Although he published over sixty papers on pure and applied chemistry, chiefly on the behavior of metals at very high and low temperatures, Schrötter is best known for his conclusive demonstration that red phosphorus (believed to be an oxide of white phosphorus) is truly an allotropic form of the element. In 1847 he demonstrated before the Vienna Academy that white phosphorus in a hermetically sealed bulb tube would turn red upon exposure to light although no oxygen or moisture was present. His suggestion of using amorphous phosphorus in the manufacture of matches led to the development of the safety match. This achievement brought him the Montyon Prize of the French Academy in 1856 and the Legion of Honor at the Paris Exhibition of 1855 for his great contribution to public safety. One of the active promoters of the Vienna Royal Academy of Sciences, Schrötter was a founding member and served as general secretary from 1850 until his death.

BIBLIOGRAPHY

I. Original Works. Schrötter’s important paper on red phosphorus appeared in several journals under several different titles. One is “über einen neuen allotropischen Zustand des Phosphors,” in Annalen der Physik und Chemie (Poggendorff), 81 (1850), 276–298. An English abstract was published as “On the Allotropic Condition of Phosphorus,” in Report of the British Association for the Advancement of Science, 19 pt. 2 (1849), 42. His work on the safety match is described in his chapter on phosphorus and matches in August W. Hofmann, ed., Berich über die Entwickelung der chemischen Industrie während des letzten Jahrzehnts, 2 vols. (Brunswick, 1875–1877).
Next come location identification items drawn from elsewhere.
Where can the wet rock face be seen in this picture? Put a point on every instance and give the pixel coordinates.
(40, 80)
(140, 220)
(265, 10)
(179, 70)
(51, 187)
A bibliography of Schrötter’s publications is in an unsigned obituary, “Anton Schrötter,” in Berichte der Deutschen chemischen Gesellschaft, 9 (1876), 90–108.

II. Secondary Literature. The obituary notice cited above is the most detailed of several short sketches of Schrötter’s life. The most completed English obituary is an unsigned, untitled article in Journal of the Chemical Society, 29 (1876), 622–625. On his work with phosphorus, see Moritz Kohn, “The Discovery of Red Phosphorus (1847) by Anton von Schrötter (1802–1875),” in Journal of Chemical Education, 21 (1944), 522–554.